Jean-Marc Terrasse fait éclater les bulles de Tintin
Rencontres d’Aubrac / Le directeur de l’auditorium du Louvre passe le petit reporter au filtre de la psychanalyse…
Les Rencontres font la part belle aux Imaginaires de l’Eden. Tintin y a sa place. G.C.
Bien sûr qu’il est curieux ce petit reporter qui ne prend pratiquement jamais de notes, rédige encore moins souvent des articles, et n’a de comptes à rendre qu’à sa conscience, ce qui, on en conviendra, autorise quelques accomodements. Mais est-ce que, pour autant, il peut être à même d’intéresser, de passionner, aussi bien les enfants qui rêvent d’évasion comme on rêve d’un sucre d’orge, que les adultes qui perçoivent dans ses aventures un peu plus qu’un aimable passe-temps ? Et même les psychanalystes qui ne conçoivent la lecture qu’allongé sur un divan ?
Tintin réussit ce prodige, la houppe alerte et le pantalon de golf bouffant volontiers sous les bourrasques de l’air du temps. Jean-Marc Terrasse a donc été séduit par ce redresseur de torts accompagné de son fidèle fox-terrier avec lequel, en vieux camaradares, il communique gaiement d’une bulle à l’autre.

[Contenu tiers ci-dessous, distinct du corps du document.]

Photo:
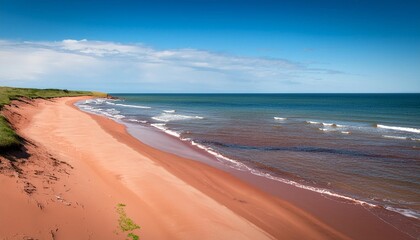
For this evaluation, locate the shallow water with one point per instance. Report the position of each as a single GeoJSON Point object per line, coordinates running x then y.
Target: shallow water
{"type": "Point", "coordinates": [359, 146]}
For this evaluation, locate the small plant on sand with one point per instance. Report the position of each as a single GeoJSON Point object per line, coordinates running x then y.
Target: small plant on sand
{"type": "Point", "coordinates": [125, 223]}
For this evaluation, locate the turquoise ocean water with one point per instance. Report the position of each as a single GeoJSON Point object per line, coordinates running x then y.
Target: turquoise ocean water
{"type": "Point", "coordinates": [364, 147]}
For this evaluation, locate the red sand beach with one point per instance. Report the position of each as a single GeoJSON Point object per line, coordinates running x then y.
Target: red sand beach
{"type": "Point", "coordinates": [81, 166]}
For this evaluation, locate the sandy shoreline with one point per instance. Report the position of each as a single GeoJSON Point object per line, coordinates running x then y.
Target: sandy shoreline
{"type": "Point", "coordinates": [168, 196]}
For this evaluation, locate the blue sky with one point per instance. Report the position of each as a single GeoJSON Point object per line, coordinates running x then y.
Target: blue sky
{"type": "Point", "coordinates": [212, 46]}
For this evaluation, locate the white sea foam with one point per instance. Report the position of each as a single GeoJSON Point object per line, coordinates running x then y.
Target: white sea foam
{"type": "Point", "coordinates": [118, 116]}
{"type": "Point", "coordinates": [166, 117]}
{"type": "Point", "coordinates": [243, 167]}
{"type": "Point", "coordinates": [135, 120]}
{"type": "Point", "coordinates": [127, 105]}
{"type": "Point", "coordinates": [404, 129]}
{"type": "Point", "coordinates": [394, 137]}
{"type": "Point", "coordinates": [405, 212]}
{"type": "Point", "coordinates": [162, 127]}
{"type": "Point", "coordinates": [279, 118]}
{"type": "Point", "coordinates": [312, 122]}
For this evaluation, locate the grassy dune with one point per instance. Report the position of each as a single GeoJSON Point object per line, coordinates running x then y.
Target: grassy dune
{"type": "Point", "coordinates": [8, 137]}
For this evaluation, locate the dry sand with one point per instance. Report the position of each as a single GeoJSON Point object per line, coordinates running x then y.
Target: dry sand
{"type": "Point", "coordinates": [81, 166]}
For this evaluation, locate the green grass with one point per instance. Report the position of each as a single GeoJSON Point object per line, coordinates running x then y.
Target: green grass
{"type": "Point", "coordinates": [8, 138]}
{"type": "Point", "coordinates": [125, 223]}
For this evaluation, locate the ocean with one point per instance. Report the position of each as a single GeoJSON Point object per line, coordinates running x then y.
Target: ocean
{"type": "Point", "coordinates": [360, 147]}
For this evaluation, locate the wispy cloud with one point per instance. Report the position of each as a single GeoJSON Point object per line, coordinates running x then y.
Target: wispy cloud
{"type": "Point", "coordinates": [113, 66]}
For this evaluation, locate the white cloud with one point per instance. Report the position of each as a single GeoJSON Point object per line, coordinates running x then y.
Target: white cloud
{"type": "Point", "coordinates": [113, 66]}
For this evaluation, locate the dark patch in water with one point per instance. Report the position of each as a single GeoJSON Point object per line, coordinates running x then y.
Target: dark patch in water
{"type": "Point", "coordinates": [300, 149]}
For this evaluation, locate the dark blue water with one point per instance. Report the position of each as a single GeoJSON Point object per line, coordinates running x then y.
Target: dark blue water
{"type": "Point", "coordinates": [359, 146]}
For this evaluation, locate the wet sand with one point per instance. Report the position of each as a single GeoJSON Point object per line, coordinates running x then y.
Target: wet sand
{"type": "Point", "coordinates": [167, 195]}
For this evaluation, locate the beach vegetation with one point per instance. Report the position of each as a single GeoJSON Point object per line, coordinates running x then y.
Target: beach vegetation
{"type": "Point", "coordinates": [126, 224]}
{"type": "Point", "coordinates": [8, 137]}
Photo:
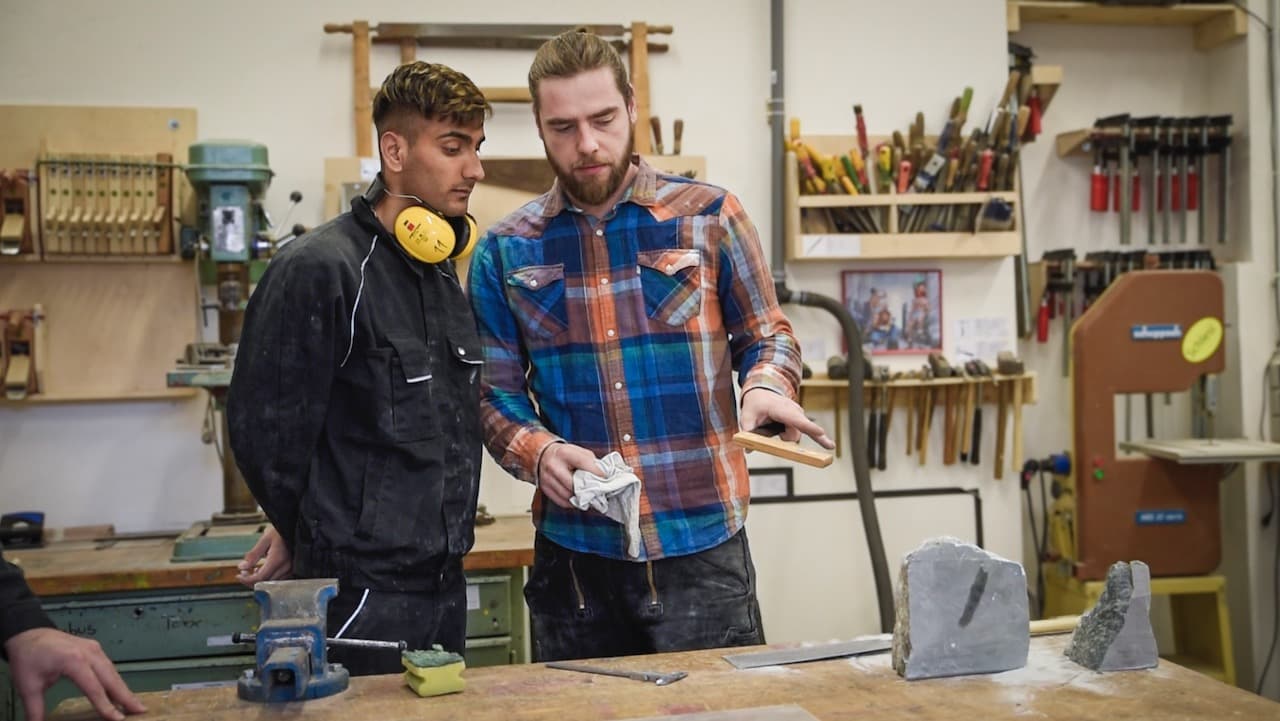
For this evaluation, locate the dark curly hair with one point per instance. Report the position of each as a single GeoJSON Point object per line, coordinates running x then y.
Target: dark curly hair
{"type": "Point", "coordinates": [430, 91]}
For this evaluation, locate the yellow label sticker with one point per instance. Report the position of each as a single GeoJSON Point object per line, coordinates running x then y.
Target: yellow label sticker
{"type": "Point", "coordinates": [1202, 340]}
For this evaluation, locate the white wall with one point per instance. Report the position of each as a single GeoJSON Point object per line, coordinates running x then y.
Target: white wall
{"type": "Point", "coordinates": [265, 71]}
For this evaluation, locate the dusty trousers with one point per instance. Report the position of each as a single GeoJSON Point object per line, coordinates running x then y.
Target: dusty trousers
{"type": "Point", "coordinates": [585, 606]}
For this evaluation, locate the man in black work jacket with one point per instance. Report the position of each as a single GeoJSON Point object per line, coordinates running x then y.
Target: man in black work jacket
{"type": "Point", "coordinates": [39, 655]}
{"type": "Point", "coordinates": [353, 404]}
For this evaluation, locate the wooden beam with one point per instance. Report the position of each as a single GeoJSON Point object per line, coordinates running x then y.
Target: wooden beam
{"type": "Point", "coordinates": [1072, 142]}
{"type": "Point", "coordinates": [513, 94]}
{"type": "Point", "coordinates": [362, 101]}
{"type": "Point", "coordinates": [1221, 28]}
{"type": "Point", "coordinates": [640, 83]}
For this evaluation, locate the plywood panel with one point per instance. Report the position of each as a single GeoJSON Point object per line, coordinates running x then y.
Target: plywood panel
{"type": "Point", "coordinates": [113, 328]}
{"type": "Point", "coordinates": [73, 128]}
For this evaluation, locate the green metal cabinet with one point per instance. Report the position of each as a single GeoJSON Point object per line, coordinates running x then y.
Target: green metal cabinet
{"type": "Point", "coordinates": [168, 639]}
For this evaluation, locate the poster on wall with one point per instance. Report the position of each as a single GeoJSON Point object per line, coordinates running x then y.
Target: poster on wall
{"type": "Point", "coordinates": [896, 311]}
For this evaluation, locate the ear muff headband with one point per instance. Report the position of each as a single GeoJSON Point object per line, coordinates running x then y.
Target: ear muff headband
{"type": "Point", "coordinates": [432, 237]}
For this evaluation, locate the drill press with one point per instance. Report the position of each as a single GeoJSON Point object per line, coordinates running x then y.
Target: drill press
{"type": "Point", "coordinates": [229, 178]}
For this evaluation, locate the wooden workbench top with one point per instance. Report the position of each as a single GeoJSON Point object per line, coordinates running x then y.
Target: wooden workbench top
{"type": "Point", "coordinates": [86, 566]}
{"type": "Point", "coordinates": [1048, 687]}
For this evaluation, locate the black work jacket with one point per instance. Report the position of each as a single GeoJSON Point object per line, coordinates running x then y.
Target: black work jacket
{"type": "Point", "coordinates": [353, 407]}
{"type": "Point", "coordinates": [19, 608]}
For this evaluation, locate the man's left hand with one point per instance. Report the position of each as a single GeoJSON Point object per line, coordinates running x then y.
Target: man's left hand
{"type": "Point", "coordinates": [762, 406]}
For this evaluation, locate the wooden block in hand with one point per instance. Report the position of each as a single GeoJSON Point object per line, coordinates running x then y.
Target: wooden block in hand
{"type": "Point", "coordinates": [782, 448]}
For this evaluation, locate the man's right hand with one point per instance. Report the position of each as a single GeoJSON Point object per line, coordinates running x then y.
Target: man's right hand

Jean-Marc Terrasse est directeur de l’auditorium du Louvre. Universitaire et professeur de littérature, il relit régulièrement Balzac et Proust, Flaubert et Rabelais. Ainsi que des auteurs contemporains allemands, lus dans le texte forcément. L’homme est donc sérieux, et lorsqu’il évoque ses chroniques sur France Culture, au cours desquelles un de ses amis psychologues affirmait, mi-figue mi-raisin, que Tintin descend du roi soleil, on a envie d’en savoir plus. Pour lui, en tous cas, le fait de rapprocher Tintin de la notion d’Eden s’impose comme une évidence : « Tintin, en fait, est un héros. C’est à dire qu’il remet en place l’ordre ancien. Il fait cela dans la première partie de ses aventures, puis Hergé lui construit une famille, une tribu. Un père comme il faut – véritablement « ad hoc » – un grand-père, Tournesol… Il bâtit un monde idéal, c’est à dire sans femmes. Un monde d’hommes, et il s’agira de protéger ce monde d’hommes ».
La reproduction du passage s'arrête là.